What About Self Expression?

• Art and music appreciation would be BIG.
  
• People would have time to work on paintings and other art projects.
  
• Acting and theatrical arts would be encouraged for all.

Dancing

• You probably would not hear a great deal about exercise, but you may hear a phrase like, “Dancing tonight ... absolutely.”
  
• The President’s commission on physical fitness would probably recommend dancing at least 3 times per week.
  
• People would be encouraged to get married several times to have more weddings for more music and dancing.
  
• Richard Simmons and John Travolta would be national heroes.

Music

• Elvis, The Beatles, and the Beach Boys would still be number 1 on the hit parade (Music of the 60’s, 70’s, and 80’s would be BIG)
  
• Musicals would be very, very, very, big (such as “Grease,” and “The Sound of Music”)
  
• John Travolta would be the biggest star.

Television

• Classic TV hits would be very BIG and take up at least half the TV schedules.
  
• “I Love Lucy,” “Happy Days,” “The Three Stooges,” etc. would be very BIG.
  
• Wrestling would be very Big.
  
• “Life Goes On” would also be very Big and replayed regularly.

Movies

• There would be fewer movies, but they would be replayed over and over.
  
• Movie theaters would allow people to talk out loud to tell what happens next.

No Secret Agents

• People would not hurt the feelings of others and they would also not lie or keep secrets.
  
• Therefore there probably would be no secret service agents, spies, or terrorists.

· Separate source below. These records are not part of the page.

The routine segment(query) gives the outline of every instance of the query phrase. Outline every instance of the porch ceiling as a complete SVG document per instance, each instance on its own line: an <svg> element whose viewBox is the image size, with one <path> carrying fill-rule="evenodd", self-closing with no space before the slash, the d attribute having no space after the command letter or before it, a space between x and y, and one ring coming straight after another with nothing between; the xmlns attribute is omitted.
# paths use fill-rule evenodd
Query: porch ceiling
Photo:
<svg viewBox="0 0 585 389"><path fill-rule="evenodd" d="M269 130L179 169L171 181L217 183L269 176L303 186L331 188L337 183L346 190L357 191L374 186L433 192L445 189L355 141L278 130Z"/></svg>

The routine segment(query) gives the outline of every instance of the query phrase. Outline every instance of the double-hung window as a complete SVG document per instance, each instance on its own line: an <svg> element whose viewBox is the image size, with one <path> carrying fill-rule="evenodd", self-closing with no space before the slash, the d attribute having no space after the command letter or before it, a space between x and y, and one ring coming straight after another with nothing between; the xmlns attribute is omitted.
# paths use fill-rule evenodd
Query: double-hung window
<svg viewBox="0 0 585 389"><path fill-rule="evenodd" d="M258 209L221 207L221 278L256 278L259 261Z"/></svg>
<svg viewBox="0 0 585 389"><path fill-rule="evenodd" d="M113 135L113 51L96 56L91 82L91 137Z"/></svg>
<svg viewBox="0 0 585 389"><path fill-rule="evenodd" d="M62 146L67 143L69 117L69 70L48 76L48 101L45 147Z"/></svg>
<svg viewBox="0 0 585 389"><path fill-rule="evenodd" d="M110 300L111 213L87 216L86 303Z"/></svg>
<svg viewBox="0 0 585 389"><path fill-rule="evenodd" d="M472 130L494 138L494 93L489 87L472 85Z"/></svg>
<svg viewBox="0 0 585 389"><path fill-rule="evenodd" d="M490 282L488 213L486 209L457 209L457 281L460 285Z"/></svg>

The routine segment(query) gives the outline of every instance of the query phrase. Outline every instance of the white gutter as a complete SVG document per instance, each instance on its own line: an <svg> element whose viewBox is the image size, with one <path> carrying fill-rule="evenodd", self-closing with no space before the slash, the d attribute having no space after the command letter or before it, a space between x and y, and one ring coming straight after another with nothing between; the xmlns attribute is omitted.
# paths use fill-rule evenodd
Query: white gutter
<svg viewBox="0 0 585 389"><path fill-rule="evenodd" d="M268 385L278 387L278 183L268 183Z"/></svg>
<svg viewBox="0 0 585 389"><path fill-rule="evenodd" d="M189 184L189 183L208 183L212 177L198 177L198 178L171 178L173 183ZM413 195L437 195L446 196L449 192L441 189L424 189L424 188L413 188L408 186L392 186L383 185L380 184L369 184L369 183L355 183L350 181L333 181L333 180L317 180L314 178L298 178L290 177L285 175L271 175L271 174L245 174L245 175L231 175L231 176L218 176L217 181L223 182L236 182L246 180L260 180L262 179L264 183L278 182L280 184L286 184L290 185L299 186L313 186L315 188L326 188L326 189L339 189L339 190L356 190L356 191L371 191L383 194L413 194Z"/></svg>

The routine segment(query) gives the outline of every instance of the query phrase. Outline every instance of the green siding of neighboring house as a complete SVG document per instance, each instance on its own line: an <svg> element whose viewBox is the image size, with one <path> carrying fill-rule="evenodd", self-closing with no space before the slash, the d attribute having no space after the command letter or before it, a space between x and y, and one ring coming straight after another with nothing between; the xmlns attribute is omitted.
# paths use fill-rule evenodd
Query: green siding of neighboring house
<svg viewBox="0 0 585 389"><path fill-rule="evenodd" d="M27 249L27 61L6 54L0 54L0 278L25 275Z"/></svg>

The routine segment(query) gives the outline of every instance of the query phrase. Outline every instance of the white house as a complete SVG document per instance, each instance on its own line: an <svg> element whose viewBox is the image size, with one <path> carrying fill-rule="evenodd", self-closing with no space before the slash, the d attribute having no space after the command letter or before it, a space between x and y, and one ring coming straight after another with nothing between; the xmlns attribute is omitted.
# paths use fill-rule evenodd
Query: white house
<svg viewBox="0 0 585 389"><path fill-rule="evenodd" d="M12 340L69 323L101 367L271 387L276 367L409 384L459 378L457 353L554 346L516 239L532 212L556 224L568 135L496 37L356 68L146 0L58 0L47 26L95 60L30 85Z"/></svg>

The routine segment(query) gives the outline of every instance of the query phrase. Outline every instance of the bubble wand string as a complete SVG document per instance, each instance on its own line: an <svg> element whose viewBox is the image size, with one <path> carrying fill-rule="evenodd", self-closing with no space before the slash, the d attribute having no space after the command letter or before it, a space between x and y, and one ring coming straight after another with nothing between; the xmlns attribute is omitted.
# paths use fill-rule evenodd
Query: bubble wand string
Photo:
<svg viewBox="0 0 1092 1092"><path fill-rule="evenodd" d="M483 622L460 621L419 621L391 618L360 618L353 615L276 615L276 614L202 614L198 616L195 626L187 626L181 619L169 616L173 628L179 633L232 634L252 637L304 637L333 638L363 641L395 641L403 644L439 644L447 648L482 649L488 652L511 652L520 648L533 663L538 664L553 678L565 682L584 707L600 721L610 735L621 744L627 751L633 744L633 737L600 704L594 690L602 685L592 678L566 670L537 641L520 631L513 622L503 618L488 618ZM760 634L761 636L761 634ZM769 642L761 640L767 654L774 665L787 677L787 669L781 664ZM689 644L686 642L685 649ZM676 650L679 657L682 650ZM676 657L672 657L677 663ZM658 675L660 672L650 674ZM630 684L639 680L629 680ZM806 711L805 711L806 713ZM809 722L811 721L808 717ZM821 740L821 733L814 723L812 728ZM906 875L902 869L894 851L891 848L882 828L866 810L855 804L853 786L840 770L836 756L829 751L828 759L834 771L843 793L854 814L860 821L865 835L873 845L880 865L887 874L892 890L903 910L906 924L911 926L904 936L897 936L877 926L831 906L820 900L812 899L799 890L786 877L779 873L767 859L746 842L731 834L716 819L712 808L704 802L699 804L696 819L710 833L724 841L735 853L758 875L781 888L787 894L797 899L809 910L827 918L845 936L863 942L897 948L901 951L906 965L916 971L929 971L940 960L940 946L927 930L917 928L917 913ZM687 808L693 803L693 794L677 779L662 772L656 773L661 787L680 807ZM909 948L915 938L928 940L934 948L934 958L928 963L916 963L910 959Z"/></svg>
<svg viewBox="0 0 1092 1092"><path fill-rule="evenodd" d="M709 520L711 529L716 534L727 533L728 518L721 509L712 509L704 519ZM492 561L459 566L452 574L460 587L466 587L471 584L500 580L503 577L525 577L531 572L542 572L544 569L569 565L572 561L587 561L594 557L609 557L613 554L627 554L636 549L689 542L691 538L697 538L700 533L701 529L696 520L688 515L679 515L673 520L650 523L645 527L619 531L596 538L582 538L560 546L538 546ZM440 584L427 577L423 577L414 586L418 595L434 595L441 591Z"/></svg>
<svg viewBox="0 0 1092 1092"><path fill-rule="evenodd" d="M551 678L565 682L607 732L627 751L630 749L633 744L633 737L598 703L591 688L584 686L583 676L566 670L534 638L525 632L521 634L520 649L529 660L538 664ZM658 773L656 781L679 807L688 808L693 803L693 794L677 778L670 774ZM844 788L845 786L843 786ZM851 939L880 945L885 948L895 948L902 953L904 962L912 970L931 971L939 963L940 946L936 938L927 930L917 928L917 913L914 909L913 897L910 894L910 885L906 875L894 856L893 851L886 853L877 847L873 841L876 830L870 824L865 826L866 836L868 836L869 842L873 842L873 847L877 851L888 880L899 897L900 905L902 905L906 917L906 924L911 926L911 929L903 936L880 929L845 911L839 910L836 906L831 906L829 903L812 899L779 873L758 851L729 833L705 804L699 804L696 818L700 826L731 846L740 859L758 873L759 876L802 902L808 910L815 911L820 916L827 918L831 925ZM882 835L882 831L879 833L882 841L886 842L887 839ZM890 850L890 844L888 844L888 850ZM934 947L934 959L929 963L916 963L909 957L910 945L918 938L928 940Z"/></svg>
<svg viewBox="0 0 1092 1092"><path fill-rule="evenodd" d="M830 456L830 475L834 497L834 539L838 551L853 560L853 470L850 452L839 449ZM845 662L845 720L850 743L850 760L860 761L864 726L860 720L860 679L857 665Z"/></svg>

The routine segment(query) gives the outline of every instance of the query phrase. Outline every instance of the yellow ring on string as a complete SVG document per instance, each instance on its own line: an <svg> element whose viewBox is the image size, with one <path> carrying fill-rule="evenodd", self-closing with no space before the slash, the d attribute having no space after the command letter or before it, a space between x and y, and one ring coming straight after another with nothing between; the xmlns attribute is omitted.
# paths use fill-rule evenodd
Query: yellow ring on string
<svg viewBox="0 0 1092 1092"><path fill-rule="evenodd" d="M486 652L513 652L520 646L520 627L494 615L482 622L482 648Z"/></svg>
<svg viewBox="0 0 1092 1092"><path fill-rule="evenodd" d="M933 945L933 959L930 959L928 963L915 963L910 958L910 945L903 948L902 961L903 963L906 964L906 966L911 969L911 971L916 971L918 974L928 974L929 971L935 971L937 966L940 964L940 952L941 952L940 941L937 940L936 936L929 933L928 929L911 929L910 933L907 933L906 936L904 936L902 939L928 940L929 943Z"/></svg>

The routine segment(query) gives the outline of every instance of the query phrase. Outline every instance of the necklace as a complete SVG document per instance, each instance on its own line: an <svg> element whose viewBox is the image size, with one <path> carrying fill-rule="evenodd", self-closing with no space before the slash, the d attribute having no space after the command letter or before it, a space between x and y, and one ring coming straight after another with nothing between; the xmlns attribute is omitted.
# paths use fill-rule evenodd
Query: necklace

The purpose of this article is to give back some of what we have learned to the families and people with Down syndrome who have come to the Adult Down Syndrome Center and who have been so giving and open with us. If people understand more of the special talents people with Down syndrome have, they may be more able to help them use and develop these talents to improve their lives. We also wanted to reassure families of younger children with Down syndrome who are concerned about their child’s future that there is much to be optimistic about.

My Happy Ending: The broader community will begin to understand and enjoy the wonderful people we have in our communities and enthusiatically include them in their lives.

The quote below comes from here, and while I cannot find the name of the person who said this, they are a person who has Down syndrome.

"The doctor who discovered Down Syndrome many years ago was Dr. John Langdon Down. I really wish that his name was Dr. Up so that today, Down Syndrome could be called "UP" Syndrome instead. Then maybe people would begin with a better attitude towards us as they start to understand what we are all about and what we are really capable of doing."